Los efectos de las transacciones o hechos económicos se
registrarán cuando ocurran, imputándose al ejercicio al que las cuentas anuales
se refieran, los gastos y los ingresos que afecten al mismo, con independencia
de la fecha de su pago o de su cobro.
3.º
Uniformidad.
Adoptado un criterio dentro de las alternativas que, en su caso,
se permitan, deberá mantenerse en el tiempo y aplicarse de manera uniforme para
transacciones, otros eventos y condiciones que sean similares, en tanto no se
alteren los supuestos que motivaron su elección. De alterarse estos supuestos
podrá modificarse el criterio adoptado en su día; en tal caso, estas
circunstancias se harán constar en la memoria, indicando la incidencia
cuantitativa y cualitativa de la variación sobre las cuentas anuales.
4.º
Prudencia.
Se deberá ser prudente en las estimaciones y valoraciones a
realizar en condiciones de incertidumbre. La prudencia no justifica que la
valoración de los elementos patrimoniales no responda a la imagen fiel que
deben reflejar las cuentas anuales.
Asimismo, sin perjuicio de lo dispuesto en la segunda parte de
este Plan General de Contabilidad de Pequeñas y Medianas Empresas en relación
con la aplicación del valor razonable, únicamente se contabilizarán los
beneficios obtenidos hasta la fecha de cierre del ejercicio. Por el contrario,
se deberán tener en cuenta todos los riesgos, con origen en el ejercicio o en
otro anterior, tan pronto sean conocidos, incluso si sólo se conocieran entre
la fecha de cierre de las cuentas anuales y la fecha en que éstas se formulen.

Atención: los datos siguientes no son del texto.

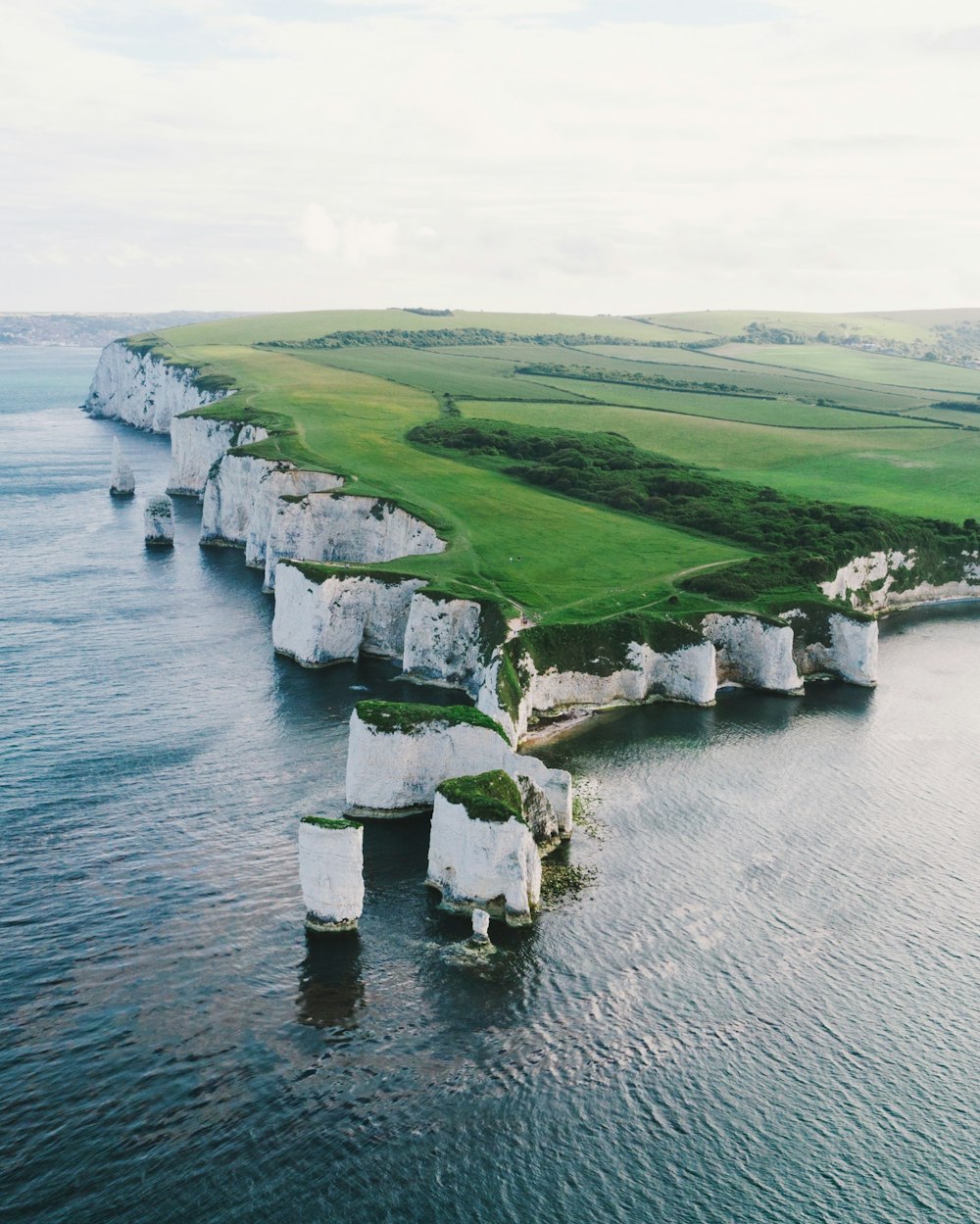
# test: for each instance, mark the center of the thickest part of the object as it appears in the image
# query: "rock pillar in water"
(122, 481)
(158, 521)
(481, 928)
(331, 873)
(481, 854)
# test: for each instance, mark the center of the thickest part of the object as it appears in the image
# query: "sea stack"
(158, 521)
(481, 854)
(480, 937)
(122, 481)
(331, 873)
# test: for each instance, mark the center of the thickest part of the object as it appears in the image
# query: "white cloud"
(826, 159)
(355, 240)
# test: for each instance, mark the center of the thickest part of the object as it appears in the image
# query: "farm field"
(349, 403)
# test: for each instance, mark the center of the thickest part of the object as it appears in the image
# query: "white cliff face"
(753, 653)
(363, 530)
(158, 520)
(122, 481)
(685, 674)
(319, 622)
(331, 873)
(869, 583)
(397, 772)
(851, 649)
(483, 864)
(547, 825)
(240, 496)
(142, 389)
(197, 443)
(442, 639)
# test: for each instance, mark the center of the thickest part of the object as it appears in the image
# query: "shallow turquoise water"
(764, 1007)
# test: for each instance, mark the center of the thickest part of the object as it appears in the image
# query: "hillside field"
(810, 420)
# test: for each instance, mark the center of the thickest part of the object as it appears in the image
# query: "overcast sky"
(579, 156)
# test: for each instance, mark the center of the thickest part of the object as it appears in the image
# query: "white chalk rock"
(122, 481)
(880, 581)
(481, 856)
(398, 755)
(331, 873)
(196, 446)
(754, 653)
(481, 927)
(158, 521)
(240, 495)
(142, 389)
(442, 639)
(321, 620)
(843, 647)
(360, 530)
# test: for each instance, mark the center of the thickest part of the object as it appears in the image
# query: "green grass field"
(348, 411)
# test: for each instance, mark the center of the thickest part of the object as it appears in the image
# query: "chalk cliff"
(196, 446)
(481, 852)
(240, 496)
(753, 652)
(895, 579)
(835, 644)
(320, 620)
(399, 753)
(158, 520)
(331, 873)
(360, 530)
(144, 391)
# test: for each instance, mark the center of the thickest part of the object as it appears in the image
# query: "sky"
(572, 156)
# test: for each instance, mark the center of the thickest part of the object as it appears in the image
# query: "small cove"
(763, 1007)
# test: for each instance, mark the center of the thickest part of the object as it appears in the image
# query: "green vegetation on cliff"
(760, 425)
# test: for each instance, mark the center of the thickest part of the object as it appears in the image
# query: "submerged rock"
(158, 521)
(331, 878)
(122, 481)
(481, 852)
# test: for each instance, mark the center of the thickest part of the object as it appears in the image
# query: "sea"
(760, 1005)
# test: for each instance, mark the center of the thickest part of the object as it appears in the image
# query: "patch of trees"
(802, 541)
(628, 378)
(441, 337)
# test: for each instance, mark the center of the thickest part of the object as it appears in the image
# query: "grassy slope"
(556, 557)
(566, 556)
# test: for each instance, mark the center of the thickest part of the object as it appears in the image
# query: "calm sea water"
(762, 1010)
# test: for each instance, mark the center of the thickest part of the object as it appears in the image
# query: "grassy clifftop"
(728, 394)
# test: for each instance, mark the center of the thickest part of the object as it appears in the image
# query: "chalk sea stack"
(158, 521)
(481, 852)
(122, 481)
(331, 873)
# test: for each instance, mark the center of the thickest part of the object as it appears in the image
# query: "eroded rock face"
(883, 580)
(240, 496)
(397, 772)
(158, 521)
(197, 443)
(443, 640)
(331, 873)
(483, 864)
(122, 481)
(843, 647)
(360, 530)
(753, 653)
(142, 389)
(319, 622)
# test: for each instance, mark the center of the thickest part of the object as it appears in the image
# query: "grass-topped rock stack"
(399, 753)
(158, 521)
(331, 873)
(481, 854)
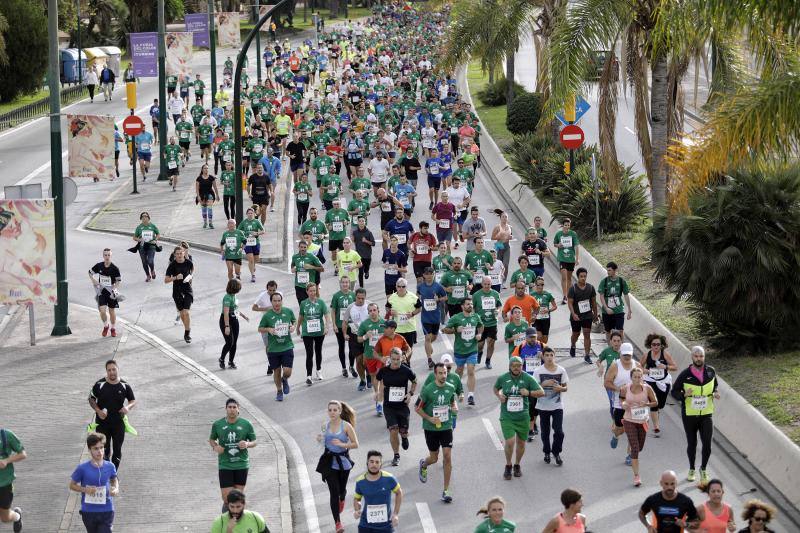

En tales casos se dará cumplida información en la memoria, sin perjuicio de su
reflejo, cuando se haya generado un pasivo y un gasto, en otros documentos integrantes
de las cuentas anuales. Excepcionalmente, si los riesgos se conocieran entre la
formulación y antes de la aprobación de las cuentas anuales y afectaran de
forma muy significativa a la imagen fiel, las cuentas anuales deberán ser
reformuladas.
Deberán tenerse en cuenta las amortizaciones y correcciones de
valor por deterioro de los activos, tanto si el ejercicio se salda con
beneficio como con pérdida.
5.º
No compensación.
Salvo que una norma disponga de forma expresa lo contrario, no
podrán compensarse las partidas del activo y del pasivo o las de gastos e
ingresos, y se valorarán separadamente los elementos integrantes de las cuentas
anuales.
6.º
Importancia relativa
Se admitirá la no aplicación estricta de algunos de los
principios y criterios contables cuando la importancia relativa en términos
cuantitativos o cualitativos de la variación que tal hecho produzca sea
escasamente significativa y, en consecuencia, no altere la expresión de la
imagen fiel. Las partidas o importes cuya importancia relativa sea escasamente
significativa podrán aparecer agrupados con otros de similar naturaleza o función.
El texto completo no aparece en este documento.